The solid ground you thought you were standing on starts to shift, and as a parent you wind up thinking, Was I unclear? What did I tell him, anyway?

The first step in solving this problem is to write things down. When our six children were still at home, I (Barbara) really couldn’t remember everything I said. When you’re giving directions to so many, you do forget. I didn’t write down everything, but I did start a section in my notebook where I recorded penalties, disciplines, and rules on the issues that are very important.

All chores, for example, were written out and posted in the kitchen. I spell out what a clean kitchen looks like. This prevents our children from taking advantage of any fuzziness in our directions.

After establishing that foundation, challenge your teens when you think they are not being truthful: “Now, I know you heard me” or “I think you selectively chose not to hear me. And I want you to know that’s a lie; that’s not the truth.” Discipline may be appropriate. You may also want to warn them that persisting in this behavior will lead to bad consequences in the future: “When you are an adult, you can pretend not to hear, but it will get you fired from a job.”

Disciplining deceit

So what happens if you catch your child red-handed in a lie?

Let’s say your daughter spent the night with a friend and told you the next day that they watched a clean family movie. Then you learn that the movie was anything but clean and that she knew it all along.

After uncovering the lie, one of your assets as a parent is to delay punishment—not too long, but long enough to let the child’s imagination run a bit wild. Take a few hours or even wait overnight. Set your game plan. Stick your heads together and pray over your options.

When you meet with your child, first find out why he felt the need to lie to you. Is there something amiss in your relationship? Does he feel overly restricted?

Don’t let your child rationalize the deceit. He may try to take the offense back into that gray area.

Then, choose a consequence that involves restricting something your child loves to do. On one occasion, we disciplined one of our boys by telling him he couldn’t be part of his baseball team for a game; he had to sit on the sidelines and watch, and he was their top pitcher. That was a memorable punishment for him. For our girls, grounding them from the phone, their favorite source of social interaction, was a painful penalty. We eventually added e-mail to the list of privileges to remove as a discipline.

Your discipline needs to match the level of deceit. If it really has been a crafty deceit, perhaps a con job perpetrated over a long period of time, the discipline needs to be more severe. It needs to imprint the lesson on your teen’s character.

Finally, let your child know that he will need to earn back your trust. When you deceive another person, it takes time for that relationship to be healed and for trust to be reestablished.

For the single parent

Being single-handed as a parent means that you need an even better network of spies and eyes looking out for the best interests of your child. Prayerfully consider a number of parents who have children the same age as yours and commission them to help you catch your child doing things right or wrong.
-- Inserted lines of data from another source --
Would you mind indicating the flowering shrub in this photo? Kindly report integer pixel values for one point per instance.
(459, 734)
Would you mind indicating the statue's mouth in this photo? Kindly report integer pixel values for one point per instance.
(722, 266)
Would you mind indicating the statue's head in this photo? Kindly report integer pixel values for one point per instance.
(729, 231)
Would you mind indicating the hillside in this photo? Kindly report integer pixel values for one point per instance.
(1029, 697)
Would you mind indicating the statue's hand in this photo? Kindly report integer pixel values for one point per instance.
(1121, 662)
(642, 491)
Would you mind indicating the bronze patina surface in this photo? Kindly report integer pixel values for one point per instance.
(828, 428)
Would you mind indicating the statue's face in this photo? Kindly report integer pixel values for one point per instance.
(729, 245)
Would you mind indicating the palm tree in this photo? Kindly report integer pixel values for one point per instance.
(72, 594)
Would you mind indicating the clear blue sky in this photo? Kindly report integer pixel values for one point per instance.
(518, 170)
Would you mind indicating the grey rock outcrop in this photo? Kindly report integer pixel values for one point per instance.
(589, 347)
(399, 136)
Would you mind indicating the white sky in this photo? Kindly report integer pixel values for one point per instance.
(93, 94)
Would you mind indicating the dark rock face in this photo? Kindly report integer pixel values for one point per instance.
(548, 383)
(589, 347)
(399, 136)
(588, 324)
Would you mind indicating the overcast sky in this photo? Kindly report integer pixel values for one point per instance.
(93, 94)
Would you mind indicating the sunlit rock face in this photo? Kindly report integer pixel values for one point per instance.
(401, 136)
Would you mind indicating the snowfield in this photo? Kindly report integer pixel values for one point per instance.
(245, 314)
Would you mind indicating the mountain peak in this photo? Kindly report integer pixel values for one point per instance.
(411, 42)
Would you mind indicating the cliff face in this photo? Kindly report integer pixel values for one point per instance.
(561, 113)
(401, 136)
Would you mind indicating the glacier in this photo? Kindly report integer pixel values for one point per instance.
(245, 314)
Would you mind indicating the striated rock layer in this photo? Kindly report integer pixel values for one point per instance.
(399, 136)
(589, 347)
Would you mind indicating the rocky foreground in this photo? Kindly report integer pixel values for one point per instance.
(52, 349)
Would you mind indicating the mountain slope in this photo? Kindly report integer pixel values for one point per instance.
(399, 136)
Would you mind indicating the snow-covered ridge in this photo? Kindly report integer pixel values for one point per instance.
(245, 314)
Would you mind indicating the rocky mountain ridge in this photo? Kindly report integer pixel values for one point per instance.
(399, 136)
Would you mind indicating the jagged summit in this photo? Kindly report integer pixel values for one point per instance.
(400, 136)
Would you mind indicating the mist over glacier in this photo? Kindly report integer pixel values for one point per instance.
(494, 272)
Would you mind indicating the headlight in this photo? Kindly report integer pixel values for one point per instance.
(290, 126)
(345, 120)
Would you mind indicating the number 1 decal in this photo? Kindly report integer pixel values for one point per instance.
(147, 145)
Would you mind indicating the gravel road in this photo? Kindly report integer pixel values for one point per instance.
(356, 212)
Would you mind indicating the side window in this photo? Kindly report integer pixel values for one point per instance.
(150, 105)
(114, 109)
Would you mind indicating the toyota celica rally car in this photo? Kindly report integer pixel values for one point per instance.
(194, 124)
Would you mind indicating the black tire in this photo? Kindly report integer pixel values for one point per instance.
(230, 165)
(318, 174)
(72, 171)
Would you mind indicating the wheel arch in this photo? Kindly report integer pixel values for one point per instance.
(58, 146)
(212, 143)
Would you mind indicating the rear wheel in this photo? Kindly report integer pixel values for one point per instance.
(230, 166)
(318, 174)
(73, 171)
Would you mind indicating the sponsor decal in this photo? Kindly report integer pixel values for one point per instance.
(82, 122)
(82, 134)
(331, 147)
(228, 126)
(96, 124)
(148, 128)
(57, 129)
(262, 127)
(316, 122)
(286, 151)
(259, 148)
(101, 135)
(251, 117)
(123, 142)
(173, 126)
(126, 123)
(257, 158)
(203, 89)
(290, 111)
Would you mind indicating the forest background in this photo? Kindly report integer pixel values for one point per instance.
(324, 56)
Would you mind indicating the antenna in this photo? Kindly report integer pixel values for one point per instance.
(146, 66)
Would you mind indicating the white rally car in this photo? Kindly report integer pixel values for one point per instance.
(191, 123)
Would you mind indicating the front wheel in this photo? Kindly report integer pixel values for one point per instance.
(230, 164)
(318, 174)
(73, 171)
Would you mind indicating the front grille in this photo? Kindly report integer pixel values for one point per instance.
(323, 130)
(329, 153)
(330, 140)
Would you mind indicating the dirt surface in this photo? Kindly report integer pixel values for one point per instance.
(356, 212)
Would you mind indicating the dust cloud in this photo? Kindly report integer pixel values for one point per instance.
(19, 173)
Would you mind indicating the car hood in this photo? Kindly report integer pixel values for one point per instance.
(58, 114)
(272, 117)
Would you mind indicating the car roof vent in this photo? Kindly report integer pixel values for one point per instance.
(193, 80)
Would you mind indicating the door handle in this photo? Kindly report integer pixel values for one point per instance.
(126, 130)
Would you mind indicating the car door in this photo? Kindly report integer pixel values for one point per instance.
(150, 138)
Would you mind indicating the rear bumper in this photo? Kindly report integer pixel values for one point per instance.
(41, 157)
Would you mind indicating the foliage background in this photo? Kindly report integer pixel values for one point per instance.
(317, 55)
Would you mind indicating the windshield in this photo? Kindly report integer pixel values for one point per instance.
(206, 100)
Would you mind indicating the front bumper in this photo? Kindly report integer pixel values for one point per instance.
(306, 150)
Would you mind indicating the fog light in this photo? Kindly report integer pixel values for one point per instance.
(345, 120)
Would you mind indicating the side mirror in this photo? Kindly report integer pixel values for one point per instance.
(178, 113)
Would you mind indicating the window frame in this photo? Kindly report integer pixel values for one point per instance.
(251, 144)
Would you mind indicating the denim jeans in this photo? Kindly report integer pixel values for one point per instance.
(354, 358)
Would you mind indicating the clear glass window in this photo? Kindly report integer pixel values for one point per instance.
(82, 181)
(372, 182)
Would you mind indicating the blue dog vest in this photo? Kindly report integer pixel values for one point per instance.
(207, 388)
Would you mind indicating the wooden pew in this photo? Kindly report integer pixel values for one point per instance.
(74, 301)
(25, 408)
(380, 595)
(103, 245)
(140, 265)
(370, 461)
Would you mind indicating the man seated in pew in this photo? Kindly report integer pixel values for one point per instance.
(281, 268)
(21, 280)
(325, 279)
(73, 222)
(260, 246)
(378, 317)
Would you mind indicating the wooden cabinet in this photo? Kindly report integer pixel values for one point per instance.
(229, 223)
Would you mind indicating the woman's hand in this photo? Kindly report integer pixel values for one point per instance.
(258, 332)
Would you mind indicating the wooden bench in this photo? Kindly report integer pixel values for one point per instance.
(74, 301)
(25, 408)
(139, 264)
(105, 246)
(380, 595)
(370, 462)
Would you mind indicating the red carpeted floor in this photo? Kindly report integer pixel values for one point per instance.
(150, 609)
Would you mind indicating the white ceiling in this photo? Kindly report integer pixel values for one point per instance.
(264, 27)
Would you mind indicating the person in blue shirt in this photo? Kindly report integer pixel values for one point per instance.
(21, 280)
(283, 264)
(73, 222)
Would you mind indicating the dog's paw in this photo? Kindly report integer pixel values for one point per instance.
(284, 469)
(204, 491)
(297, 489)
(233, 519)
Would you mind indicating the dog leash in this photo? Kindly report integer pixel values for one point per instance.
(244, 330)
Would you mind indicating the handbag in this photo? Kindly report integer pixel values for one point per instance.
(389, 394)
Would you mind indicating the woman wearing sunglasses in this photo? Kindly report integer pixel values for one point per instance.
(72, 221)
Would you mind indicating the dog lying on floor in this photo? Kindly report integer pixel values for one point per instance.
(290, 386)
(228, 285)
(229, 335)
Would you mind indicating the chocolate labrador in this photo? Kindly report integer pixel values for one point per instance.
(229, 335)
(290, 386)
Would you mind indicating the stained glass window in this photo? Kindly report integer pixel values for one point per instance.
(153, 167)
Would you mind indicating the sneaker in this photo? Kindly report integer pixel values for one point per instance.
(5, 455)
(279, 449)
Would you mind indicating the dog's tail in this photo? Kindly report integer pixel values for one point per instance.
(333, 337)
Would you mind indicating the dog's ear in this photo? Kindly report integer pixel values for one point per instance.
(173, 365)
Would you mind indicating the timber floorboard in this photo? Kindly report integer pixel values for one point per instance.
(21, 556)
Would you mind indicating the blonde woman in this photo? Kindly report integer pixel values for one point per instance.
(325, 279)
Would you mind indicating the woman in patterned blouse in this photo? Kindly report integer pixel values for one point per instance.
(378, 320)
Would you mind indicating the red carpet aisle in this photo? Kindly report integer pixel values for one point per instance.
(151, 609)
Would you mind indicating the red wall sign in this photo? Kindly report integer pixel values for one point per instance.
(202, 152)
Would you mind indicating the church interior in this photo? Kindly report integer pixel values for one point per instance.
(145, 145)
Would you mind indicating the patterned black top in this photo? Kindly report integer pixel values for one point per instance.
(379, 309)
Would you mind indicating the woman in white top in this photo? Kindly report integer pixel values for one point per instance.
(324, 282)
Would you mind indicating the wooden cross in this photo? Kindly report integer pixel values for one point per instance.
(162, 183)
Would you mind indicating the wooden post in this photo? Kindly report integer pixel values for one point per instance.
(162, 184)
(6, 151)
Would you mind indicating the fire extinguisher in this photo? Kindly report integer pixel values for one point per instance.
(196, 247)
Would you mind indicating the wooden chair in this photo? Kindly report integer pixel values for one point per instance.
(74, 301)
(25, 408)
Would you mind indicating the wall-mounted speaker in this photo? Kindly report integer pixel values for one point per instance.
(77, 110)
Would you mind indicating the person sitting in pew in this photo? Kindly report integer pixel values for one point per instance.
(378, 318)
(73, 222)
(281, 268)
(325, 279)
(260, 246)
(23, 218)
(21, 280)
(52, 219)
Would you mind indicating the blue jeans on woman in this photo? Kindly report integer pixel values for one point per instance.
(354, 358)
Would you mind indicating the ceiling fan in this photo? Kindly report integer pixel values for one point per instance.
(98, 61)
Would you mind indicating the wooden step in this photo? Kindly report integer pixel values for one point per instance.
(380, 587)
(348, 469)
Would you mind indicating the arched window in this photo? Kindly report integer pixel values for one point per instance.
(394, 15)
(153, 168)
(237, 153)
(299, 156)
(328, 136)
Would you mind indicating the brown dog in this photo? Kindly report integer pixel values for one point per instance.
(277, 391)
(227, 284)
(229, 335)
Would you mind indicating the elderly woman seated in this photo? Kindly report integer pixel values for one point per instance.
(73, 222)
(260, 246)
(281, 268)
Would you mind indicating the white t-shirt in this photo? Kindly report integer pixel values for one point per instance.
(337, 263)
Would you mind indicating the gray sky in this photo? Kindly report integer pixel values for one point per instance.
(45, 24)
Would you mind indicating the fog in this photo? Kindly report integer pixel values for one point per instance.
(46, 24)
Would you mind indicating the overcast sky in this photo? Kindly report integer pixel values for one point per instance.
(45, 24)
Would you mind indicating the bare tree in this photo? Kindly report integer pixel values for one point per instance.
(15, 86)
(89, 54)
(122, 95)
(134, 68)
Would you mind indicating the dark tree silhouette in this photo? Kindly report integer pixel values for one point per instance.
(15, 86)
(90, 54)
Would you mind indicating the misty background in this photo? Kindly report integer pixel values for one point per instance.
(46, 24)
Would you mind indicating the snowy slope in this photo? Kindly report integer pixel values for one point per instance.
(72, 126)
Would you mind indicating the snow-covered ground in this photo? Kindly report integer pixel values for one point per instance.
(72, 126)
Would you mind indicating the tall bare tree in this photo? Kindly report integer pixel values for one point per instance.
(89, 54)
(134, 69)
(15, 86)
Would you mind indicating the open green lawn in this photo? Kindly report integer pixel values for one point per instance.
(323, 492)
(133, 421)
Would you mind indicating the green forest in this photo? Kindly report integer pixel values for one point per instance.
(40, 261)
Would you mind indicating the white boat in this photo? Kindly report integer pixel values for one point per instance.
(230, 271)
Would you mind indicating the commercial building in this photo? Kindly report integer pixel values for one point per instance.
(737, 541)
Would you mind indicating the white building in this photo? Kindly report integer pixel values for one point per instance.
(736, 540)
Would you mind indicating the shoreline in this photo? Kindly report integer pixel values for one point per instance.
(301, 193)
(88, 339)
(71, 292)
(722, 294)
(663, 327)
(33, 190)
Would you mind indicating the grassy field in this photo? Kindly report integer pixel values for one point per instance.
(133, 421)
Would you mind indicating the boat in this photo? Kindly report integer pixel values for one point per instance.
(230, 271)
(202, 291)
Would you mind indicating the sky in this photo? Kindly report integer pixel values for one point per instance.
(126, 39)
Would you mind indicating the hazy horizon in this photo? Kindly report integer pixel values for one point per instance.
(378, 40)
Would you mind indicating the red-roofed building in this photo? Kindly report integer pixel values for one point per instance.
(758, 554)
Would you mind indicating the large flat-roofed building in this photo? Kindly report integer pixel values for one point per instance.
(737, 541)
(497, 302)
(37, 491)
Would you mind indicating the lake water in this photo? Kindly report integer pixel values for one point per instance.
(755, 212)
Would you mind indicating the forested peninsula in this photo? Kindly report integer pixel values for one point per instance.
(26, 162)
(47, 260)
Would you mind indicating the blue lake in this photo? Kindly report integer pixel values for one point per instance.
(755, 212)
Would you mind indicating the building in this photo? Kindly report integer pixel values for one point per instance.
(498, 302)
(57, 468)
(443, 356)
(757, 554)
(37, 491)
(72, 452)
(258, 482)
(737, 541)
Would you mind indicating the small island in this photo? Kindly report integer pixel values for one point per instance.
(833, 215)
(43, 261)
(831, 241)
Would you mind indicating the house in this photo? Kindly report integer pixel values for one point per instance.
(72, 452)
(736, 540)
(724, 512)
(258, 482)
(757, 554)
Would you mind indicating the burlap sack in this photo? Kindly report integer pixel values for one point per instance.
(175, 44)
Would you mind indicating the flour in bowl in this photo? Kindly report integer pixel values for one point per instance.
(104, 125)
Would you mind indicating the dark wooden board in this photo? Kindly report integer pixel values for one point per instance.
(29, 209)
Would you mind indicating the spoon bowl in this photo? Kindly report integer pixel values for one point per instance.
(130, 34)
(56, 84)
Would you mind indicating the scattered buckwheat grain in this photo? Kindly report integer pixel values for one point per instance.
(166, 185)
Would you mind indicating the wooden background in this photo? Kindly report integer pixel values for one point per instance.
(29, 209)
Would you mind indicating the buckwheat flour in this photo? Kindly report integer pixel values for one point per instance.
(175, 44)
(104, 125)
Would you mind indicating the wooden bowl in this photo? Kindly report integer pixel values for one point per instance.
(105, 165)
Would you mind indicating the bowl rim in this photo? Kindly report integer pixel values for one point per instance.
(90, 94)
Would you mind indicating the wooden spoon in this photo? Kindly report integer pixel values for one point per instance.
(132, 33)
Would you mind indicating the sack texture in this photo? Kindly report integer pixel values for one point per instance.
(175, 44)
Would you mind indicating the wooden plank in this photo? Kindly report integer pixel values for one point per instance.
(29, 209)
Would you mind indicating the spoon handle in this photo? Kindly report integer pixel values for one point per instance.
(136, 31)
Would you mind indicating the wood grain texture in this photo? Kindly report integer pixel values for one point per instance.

Ask these friends to occasionally step into your child’s life to just see how he is doing. And if your child is going through a period where he or she is being deceptive, you might want to consider using these friends to intervene in your child’s life, to confront and rescue him or her from the trap of deception. Ask them to join you in praying and fasting for you and your child.


Adapted from Parenting Today’s Adolescent: Helping Your Child Avoid the Traps of the Preteen and Teen Years. Copyright 1998 by Dennis and Barbara Rainey. Used by permission of Thomas Nelson, Inc., Publishers.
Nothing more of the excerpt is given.